Fourth post-Newtonian effective one-body dynamics

The conservative dynamics of gravitationally interacting two-point-mass systems has been recently determined at the fourth post-Newtonian (4PN) approximation [T.Damour, P.Jaranowski, and G.Sch\"afer, Phys. Rev. D 89, 064058 (2014)], and found to be nonlocal in time. We show how to transcribe this dynamics within the effective one-body (EOB) formalism. To achieve this EOB transcription, we develop a new strategy involving the (infinite-)order-reduction of a nonlocal dynamics to an ordinary action-angle Hamiltonian.
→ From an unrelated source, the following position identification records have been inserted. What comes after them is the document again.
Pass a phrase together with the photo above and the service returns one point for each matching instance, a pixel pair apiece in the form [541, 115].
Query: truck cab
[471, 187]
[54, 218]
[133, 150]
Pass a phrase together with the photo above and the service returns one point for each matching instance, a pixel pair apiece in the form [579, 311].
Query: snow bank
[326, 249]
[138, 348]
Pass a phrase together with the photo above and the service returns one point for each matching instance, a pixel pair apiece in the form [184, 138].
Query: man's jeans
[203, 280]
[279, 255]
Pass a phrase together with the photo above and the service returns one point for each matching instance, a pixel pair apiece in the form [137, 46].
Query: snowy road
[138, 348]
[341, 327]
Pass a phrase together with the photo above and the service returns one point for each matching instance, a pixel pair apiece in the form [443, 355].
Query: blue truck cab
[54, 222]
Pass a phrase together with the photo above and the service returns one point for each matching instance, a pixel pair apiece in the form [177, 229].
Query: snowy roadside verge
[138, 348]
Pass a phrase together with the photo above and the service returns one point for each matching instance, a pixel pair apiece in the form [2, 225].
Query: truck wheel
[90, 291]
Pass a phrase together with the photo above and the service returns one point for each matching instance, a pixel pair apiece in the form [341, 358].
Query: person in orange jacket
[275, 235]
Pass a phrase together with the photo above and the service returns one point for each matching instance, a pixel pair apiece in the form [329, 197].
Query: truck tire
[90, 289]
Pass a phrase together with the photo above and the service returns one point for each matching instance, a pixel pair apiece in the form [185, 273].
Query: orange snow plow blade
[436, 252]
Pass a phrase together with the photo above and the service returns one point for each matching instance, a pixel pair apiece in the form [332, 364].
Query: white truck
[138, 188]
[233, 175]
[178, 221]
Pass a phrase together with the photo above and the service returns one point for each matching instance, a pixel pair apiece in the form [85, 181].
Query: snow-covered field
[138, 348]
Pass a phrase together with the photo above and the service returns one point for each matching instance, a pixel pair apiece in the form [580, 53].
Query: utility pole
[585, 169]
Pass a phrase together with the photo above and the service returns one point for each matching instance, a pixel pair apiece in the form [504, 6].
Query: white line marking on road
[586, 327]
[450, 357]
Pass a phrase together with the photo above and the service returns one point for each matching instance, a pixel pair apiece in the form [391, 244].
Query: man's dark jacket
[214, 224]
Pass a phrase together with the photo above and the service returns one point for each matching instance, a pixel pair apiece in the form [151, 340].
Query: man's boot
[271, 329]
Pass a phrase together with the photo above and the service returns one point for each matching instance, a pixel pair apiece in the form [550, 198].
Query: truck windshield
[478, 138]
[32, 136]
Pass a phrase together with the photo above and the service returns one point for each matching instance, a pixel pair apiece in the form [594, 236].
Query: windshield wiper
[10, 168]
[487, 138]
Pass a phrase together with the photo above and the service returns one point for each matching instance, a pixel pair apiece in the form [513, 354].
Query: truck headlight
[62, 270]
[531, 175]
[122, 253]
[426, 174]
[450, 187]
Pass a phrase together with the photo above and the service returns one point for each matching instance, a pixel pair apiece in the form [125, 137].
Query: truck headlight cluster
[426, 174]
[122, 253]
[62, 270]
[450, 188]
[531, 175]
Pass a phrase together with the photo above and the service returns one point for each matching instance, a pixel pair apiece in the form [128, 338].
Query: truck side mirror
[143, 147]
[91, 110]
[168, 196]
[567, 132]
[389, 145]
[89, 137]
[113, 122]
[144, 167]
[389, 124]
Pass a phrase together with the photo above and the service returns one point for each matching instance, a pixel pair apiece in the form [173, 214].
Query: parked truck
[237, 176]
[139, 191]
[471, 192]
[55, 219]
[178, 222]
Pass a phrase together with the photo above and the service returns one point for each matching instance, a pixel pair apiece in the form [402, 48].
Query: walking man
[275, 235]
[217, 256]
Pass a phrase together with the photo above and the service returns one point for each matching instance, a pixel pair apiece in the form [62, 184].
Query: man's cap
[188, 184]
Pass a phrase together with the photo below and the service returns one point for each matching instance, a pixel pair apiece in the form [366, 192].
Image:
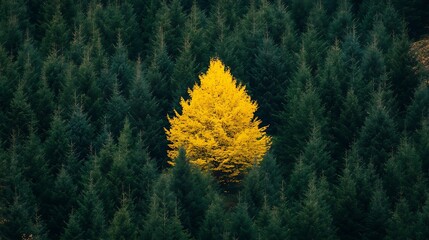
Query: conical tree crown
[217, 126]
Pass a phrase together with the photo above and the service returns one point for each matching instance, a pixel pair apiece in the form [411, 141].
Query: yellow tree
[217, 126]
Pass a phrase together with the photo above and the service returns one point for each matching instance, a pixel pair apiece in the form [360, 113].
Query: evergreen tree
[191, 189]
[400, 69]
[63, 199]
[378, 214]
[162, 221]
[56, 143]
[267, 82]
[56, 36]
[316, 155]
[318, 17]
[378, 136]
[402, 222]
[262, 184]
[342, 21]
[241, 225]
[301, 113]
[270, 223]
[122, 226]
[214, 225]
[145, 117]
[353, 197]
[43, 106]
[117, 110]
[184, 73]
[81, 132]
[159, 73]
[350, 121]
[121, 67]
[119, 176]
[313, 219]
[422, 231]
[88, 220]
[54, 71]
[404, 175]
[20, 115]
[17, 201]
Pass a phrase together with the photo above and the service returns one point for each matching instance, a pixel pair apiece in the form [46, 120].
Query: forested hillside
[86, 87]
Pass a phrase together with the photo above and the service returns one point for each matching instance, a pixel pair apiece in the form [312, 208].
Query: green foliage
[85, 88]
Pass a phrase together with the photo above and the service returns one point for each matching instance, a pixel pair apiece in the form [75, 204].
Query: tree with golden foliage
[217, 126]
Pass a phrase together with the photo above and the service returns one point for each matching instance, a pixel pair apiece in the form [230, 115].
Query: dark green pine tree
[15, 22]
[43, 106]
[401, 225]
[318, 17]
[300, 11]
[267, 82]
[422, 146]
[81, 132]
[29, 64]
[313, 48]
[194, 32]
[373, 66]
[214, 225]
[119, 18]
[20, 116]
[342, 21]
[7, 84]
[404, 177]
[418, 110]
[159, 73]
[240, 51]
[57, 35]
[302, 111]
[379, 36]
[353, 196]
[184, 74]
[87, 221]
[68, 92]
[241, 225]
[191, 189]
[123, 226]
[422, 232]
[116, 110]
[144, 172]
[63, 200]
[270, 224]
[162, 221]
[400, 67]
[119, 177]
[145, 117]
[36, 170]
[170, 19]
[18, 204]
[333, 82]
[299, 178]
[85, 82]
[262, 185]
[378, 137]
[56, 143]
[54, 71]
[378, 214]
[313, 219]
[350, 121]
[121, 67]
[316, 154]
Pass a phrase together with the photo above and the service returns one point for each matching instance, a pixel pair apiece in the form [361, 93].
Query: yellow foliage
[217, 126]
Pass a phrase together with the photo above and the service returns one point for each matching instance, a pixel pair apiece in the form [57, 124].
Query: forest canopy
[340, 131]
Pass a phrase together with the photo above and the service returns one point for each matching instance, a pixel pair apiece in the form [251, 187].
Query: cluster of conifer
[86, 87]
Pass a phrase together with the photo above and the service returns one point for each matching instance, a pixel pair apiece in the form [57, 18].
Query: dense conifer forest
[86, 87]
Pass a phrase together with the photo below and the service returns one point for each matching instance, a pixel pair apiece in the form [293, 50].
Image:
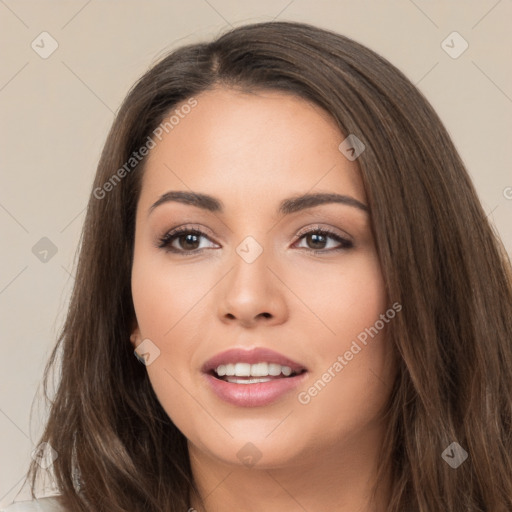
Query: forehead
[250, 146]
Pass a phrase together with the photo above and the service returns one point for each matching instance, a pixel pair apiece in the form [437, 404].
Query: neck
[339, 478]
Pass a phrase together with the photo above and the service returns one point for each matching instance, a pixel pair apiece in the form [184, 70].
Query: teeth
[234, 380]
[252, 370]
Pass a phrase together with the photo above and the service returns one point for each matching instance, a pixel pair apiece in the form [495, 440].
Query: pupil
[190, 238]
[315, 237]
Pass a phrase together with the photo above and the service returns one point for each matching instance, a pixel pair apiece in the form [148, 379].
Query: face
[250, 269]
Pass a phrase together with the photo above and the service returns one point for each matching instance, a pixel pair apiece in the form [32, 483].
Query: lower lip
[253, 395]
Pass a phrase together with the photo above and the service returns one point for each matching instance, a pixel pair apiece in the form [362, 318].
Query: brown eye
[182, 240]
[317, 240]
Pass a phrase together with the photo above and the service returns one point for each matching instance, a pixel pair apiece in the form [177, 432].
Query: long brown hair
[441, 260]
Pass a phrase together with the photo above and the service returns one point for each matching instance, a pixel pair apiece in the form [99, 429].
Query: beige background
[55, 113]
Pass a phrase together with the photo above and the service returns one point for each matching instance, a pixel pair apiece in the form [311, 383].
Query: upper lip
[252, 356]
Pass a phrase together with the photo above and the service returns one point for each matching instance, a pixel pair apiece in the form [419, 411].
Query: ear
[135, 337]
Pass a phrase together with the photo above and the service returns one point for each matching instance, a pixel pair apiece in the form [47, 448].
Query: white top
[40, 505]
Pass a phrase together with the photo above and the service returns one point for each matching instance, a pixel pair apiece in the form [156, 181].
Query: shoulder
[40, 505]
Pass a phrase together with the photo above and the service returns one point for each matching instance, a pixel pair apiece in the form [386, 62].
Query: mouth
[252, 378]
[246, 373]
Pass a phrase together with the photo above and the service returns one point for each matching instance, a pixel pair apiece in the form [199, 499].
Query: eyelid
[320, 227]
[164, 241]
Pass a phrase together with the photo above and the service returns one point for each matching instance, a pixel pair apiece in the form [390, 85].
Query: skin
[251, 151]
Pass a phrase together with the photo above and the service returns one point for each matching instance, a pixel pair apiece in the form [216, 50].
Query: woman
[283, 233]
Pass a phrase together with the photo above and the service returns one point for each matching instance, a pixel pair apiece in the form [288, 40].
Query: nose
[252, 294]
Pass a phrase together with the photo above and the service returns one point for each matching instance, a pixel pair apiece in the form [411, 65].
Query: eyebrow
[286, 207]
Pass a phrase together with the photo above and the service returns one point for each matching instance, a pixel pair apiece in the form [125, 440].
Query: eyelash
[165, 241]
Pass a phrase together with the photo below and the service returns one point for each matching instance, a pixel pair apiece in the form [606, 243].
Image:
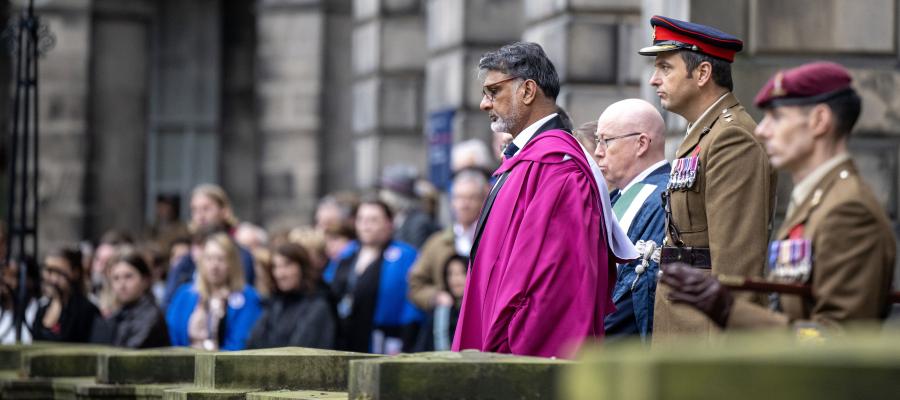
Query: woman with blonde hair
[218, 310]
[210, 211]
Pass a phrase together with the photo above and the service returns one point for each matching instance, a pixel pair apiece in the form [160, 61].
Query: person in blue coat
[631, 153]
[218, 310]
[210, 212]
[369, 282]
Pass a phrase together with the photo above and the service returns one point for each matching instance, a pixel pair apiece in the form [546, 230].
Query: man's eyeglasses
[604, 143]
[490, 91]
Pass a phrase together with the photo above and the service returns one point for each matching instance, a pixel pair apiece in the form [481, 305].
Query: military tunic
[853, 252]
[727, 209]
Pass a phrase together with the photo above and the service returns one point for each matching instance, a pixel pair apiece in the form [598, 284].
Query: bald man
[631, 153]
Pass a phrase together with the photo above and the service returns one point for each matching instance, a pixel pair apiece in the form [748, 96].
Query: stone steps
[297, 395]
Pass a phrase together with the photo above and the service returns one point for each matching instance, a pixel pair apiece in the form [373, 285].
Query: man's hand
[443, 299]
[701, 291]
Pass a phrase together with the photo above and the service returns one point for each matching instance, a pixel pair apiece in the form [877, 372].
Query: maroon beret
[811, 83]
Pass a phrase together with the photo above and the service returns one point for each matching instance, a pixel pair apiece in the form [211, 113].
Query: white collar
[691, 124]
[527, 133]
[644, 174]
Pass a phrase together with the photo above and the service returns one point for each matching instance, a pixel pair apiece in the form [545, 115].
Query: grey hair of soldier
[523, 60]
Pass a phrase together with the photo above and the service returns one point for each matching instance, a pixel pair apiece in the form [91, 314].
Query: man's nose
[486, 104]
[654, 80]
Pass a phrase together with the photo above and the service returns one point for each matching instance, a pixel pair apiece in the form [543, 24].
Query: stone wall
[118, 119]
[64, 75]
[388, 64]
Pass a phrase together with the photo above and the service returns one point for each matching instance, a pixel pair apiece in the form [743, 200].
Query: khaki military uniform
[728, 209]
[853, 250]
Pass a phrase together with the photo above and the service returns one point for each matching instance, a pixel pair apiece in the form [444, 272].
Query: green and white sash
[630, 202]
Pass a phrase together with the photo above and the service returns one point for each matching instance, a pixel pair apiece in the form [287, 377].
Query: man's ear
[704, 73]
[643, 144]
[530, 91]
[820, 120]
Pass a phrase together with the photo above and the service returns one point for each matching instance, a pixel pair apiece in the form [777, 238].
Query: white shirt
[527, 133]
[643, 175]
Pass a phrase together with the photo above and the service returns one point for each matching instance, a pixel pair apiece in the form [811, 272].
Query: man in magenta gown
[543, 262]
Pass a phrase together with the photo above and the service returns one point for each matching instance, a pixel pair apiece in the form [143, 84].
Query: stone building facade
[282, 101]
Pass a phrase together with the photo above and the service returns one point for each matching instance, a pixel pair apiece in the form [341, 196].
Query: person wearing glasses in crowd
[66, 314]
[630, 150]
[542, 262]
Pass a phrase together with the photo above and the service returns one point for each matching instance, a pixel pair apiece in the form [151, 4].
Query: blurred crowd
[381, 270]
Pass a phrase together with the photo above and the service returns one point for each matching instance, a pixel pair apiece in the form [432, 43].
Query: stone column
[593, 44]
[388, 64]
[119, 75]
[64, 87]
[239, 143]
[289, 53]
[459, 32]
[336, 142]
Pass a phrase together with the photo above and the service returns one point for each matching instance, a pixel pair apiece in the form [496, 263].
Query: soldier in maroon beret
[836, 243]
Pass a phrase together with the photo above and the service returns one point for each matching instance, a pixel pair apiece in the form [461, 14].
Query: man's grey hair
[523, 60]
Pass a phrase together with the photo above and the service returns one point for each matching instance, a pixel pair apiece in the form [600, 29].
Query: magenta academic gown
[540, 280]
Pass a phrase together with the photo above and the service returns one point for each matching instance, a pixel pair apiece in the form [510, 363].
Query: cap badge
[778, 90]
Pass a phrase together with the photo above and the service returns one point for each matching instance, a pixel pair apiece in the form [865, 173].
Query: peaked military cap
[810, 83]
[671, 34]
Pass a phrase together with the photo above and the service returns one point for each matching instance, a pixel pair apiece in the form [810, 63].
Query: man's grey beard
[506, 125]
[500, 126]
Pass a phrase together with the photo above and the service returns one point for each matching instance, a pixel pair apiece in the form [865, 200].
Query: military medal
[790, 260]
[684, 173]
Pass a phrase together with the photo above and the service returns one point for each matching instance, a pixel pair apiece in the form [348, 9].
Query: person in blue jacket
[631, 153]
[218, 310]
[369, 282]
[210, 211]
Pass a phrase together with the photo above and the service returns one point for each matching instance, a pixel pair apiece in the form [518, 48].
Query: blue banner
[440, 144]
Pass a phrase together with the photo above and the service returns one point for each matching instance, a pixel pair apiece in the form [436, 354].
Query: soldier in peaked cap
[836, 239]
[721, 191]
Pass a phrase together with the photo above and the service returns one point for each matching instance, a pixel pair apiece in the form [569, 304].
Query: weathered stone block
[389, 102]
[452, 79]
[582, 48]
[395, 44]
[41, 388]
[541, 9]
[823, 26]
[586, 102]
[74, 361]
[11, 355]
[365, 9]
[270, 369]
[172, 365]
[760, 367]
[297, 395]
[195, 393]
[457, 22]
[446, 375]
[99, 391]
[402, 44]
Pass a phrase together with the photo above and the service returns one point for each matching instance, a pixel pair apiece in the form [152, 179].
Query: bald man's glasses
[604, 143]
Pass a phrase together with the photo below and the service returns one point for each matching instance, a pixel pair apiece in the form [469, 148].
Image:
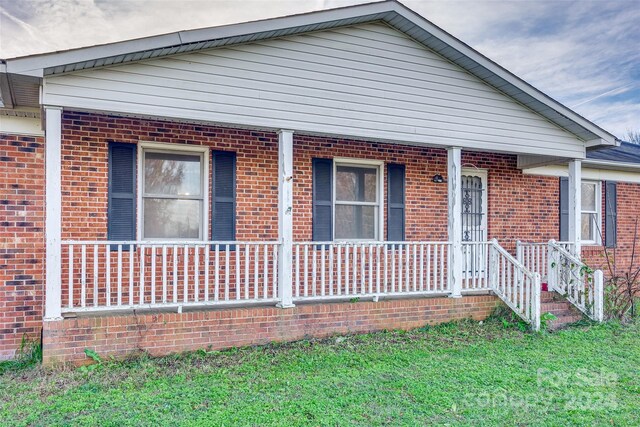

Our final, equivalent EOB dynamics comprises two (local) radial potentials, $A(r)$ and $\bar{D}(r)$, and a nongeodesic mass-shell contribution $Q(r,p_r)$ given by an infinite series of even powers of the radial momentum $p_r$. Using an effective action technique, we complete our 4PN-level results by deriving two different, higher-order conservative contributions linked to tail-transported hereditary effects: the 5PN-level EOB logarithmic terms, as well as the 5.5PN-level, half-integral terms. We compare our improved analytical knowledge to previous, numerical gravitational-self-force computation of precession effects.